Glycated hemoglobin (Hb1Ac) is produced by the irreversible post-translational non-enzymatic interaction of the aldehyde group of glucose and other hexoses with the amino terminal valine of the hemoglobin β-chain (Chandalia and Krishnaswamy, 2002). Hb1Ac has been shown to be an everlasting approach for evaluating glycemic management and monitoring blood glucose levels. The majority of global studies found a significant strong correlation between Hb1Ac and mean glucose levels, and some studies confirmed that Hb1Ac can be utilized as a diagnostic marker in diabetes patients (Kostov and Blazhev, 2020). In the current study, the mean levels of Hb1Ac was found to be 7.7±0.88 and 5.5±0.62 in controls.

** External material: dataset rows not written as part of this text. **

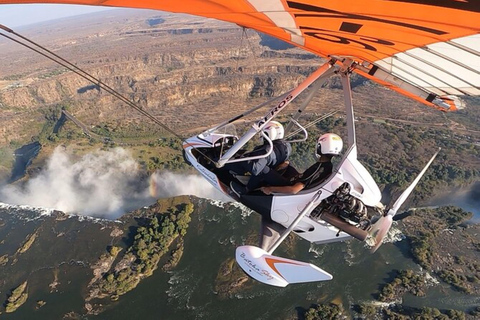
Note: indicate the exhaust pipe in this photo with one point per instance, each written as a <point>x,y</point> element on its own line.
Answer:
<point>344,226</point>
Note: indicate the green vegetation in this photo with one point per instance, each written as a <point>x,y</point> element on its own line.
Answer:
<point>423,239</point>
<point>17,298</point>
<point>455,280</point>
<point>405,281</point>
<point>3,259</point>
<point>325,311</point>
<point>175,256</point>
<point>151,242</point>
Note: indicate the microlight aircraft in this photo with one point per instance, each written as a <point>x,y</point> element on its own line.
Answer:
<point>427,50</point>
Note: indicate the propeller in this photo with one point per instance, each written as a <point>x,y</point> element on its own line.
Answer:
<point>383,225</point>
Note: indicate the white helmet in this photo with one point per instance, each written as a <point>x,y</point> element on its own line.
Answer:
<point>274,130</point>
<point>329,143</point>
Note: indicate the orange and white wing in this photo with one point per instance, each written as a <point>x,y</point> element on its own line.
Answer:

This study confirms both the studies strengths and limitations. The strength of this study was participants were recruited from Saudi community, followed diabetic subjects based on ADA criteria and reconfirmed T2DM patients based on FBG and Hb1Ac levels. The limitation of this study can be confirmed as low sample size and studies only rs5210 polymorphism without documenting any medication history in T2DM patients.

Conclusion

The KCNJ11 gene polymorphism rs5210 polymorphism was shown to be the sole source of allelic association in this study. There may be many explanations for this, but this study proposes that future studies be conducted in large cohorts and that rs5210 polymorphism should be explored globally to rule out the diagnostic marker for various types of diabetes from infants to adults. There should be regular updates to the meta-analysis in global studies with all the SNPs involved in KCNJ11 gene.

Declaration of Competing Interest

The authors declare that they have no known competing financial interests or personal relationships that could have appeared to influence the work reported in this paper.